El Barril se volvió, ceñudo, murmurando algo que Miguel Ángel no alcanzó a oír. Tomó su saco y partió para Ravaccione por una vieja senda de cabras. Llegó a la cantera a las diez. En el plano del cerro, dos cuadrillas trabajaban con una inmensa sierra a través de un bloque de mármol, mientras los
bardi
, aprendices que acompañaban su trabajo con cantos rítmicos, mantenían una constante corriente de arena y agua bajo los dientes de las herramientas. A un grito del capataz, que parecía un canto, comenzaron a bajar los hombres de los planos superiores para la comida. Miguel Ángel se unió a un grupo para comer sobre un tablón colocado entre dos bloques de piedra. La comida eran gruesas rebanadas de pan mojado con aceite de oliva, vinagre y sal, que se hundían en el balde común lleno de agua.

Aquella era la mejor manera de tratar a los
carrarini
. Durante su estancia allí, en 1505, para comprar los bloques destinados a la tumba de Julio II, se le había recibido con bastante desconfianza. Pero conforme fueron pasando los días, los
carrarini
llegaron a considerarlo no solamente escultor, sino cantero.

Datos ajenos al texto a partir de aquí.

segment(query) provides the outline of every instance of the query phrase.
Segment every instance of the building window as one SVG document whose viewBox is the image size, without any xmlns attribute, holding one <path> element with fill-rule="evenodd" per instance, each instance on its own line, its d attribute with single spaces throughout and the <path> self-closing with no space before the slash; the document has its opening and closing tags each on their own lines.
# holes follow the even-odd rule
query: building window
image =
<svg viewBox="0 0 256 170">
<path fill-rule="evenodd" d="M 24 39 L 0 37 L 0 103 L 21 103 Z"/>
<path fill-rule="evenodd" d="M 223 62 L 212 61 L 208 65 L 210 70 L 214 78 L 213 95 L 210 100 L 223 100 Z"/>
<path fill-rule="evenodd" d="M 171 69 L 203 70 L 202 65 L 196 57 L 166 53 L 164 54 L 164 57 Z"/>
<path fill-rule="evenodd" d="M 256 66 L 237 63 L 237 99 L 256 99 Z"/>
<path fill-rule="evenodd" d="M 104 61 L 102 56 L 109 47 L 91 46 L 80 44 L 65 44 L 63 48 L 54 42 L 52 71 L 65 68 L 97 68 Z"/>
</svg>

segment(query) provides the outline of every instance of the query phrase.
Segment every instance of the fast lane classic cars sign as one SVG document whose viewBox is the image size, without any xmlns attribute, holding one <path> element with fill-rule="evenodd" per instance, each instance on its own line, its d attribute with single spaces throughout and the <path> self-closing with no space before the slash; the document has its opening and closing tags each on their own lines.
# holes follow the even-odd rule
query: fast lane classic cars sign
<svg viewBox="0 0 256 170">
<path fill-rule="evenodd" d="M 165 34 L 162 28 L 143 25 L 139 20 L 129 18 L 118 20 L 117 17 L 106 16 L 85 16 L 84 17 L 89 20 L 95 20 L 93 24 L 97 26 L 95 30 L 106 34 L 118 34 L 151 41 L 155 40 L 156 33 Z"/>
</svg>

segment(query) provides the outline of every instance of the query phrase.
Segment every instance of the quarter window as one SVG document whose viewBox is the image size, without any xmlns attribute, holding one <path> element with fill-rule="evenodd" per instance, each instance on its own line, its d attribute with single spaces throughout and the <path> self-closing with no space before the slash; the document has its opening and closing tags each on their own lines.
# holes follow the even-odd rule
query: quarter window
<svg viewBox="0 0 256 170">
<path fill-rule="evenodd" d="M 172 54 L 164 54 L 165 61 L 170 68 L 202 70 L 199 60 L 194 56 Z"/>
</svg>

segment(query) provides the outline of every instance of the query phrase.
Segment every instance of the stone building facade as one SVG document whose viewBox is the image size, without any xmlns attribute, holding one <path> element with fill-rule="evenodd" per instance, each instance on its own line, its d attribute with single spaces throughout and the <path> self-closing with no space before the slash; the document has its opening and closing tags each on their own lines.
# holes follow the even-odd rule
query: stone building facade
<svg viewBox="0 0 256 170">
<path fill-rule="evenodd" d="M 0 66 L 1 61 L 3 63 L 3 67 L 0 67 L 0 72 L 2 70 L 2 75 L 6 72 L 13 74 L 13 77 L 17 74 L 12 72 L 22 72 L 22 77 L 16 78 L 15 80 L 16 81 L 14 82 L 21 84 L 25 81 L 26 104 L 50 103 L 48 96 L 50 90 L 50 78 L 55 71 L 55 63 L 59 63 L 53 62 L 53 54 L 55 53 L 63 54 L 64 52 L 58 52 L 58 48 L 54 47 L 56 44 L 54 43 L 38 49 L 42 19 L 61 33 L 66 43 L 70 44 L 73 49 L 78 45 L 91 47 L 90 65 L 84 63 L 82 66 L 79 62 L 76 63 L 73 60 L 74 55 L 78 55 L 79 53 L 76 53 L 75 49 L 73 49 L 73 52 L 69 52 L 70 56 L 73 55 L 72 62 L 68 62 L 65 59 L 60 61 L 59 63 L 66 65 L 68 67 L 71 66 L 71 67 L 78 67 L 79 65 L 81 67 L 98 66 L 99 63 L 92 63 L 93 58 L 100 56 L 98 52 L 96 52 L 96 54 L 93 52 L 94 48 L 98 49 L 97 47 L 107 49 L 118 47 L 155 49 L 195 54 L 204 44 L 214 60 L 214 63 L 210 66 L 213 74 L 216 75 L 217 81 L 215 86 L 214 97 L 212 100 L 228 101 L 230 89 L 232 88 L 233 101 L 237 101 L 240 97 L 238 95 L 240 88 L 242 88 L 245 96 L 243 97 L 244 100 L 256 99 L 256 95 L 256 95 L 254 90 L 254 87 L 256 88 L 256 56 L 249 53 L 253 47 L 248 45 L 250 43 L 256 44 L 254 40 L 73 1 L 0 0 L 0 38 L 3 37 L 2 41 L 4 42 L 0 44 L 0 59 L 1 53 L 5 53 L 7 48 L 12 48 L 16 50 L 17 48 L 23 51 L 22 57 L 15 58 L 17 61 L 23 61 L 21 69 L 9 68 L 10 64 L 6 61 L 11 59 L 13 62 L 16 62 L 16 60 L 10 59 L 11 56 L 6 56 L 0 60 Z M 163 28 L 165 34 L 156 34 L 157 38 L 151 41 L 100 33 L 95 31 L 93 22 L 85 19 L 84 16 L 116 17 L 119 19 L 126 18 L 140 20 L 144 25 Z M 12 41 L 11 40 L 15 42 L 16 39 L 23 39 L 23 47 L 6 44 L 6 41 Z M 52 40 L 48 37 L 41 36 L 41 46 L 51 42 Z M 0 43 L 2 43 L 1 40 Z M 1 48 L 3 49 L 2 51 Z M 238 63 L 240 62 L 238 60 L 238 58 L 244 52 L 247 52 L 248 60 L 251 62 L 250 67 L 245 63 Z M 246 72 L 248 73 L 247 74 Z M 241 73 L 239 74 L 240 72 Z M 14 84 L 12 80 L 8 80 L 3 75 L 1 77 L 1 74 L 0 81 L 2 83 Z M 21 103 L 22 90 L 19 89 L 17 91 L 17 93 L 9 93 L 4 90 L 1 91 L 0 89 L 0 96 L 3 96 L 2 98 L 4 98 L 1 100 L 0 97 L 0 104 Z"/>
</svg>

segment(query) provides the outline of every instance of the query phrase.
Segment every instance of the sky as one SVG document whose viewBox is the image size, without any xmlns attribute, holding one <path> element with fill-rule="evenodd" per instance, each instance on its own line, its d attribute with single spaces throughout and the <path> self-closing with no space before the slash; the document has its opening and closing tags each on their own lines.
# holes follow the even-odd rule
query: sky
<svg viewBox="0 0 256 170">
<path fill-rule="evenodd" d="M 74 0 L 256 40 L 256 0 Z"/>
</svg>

Ahora, al volver a la zona, se le aceptó ya como un
carrarino
; se le invitaba a las tabernas los sábados por la noche, punto de reunión de los hombres que bebían el vino Cinqueterre y jugaban al
basion
.

Miguel Ángel se sentía orgulloso de ser aceptado en una mesa donde las sillas parecían pasar de padres a hijos como herencia. Cierta vez, al ver un edificio vacío en una altura sobre la población, en el lugar donde una media docena de marmolerías se extendían a lo largo del Carrione, pensó para sí: «
¿Por qué volver a Roma o Florencia para esculpir estatuas, cuando aquí, en Carrara, parece más natural que extraño que un hombre desee dedicar su vida entera a la escultura? Allí había expertos modeladores y jamás le faltarían ayudantes perfectamente capacitados.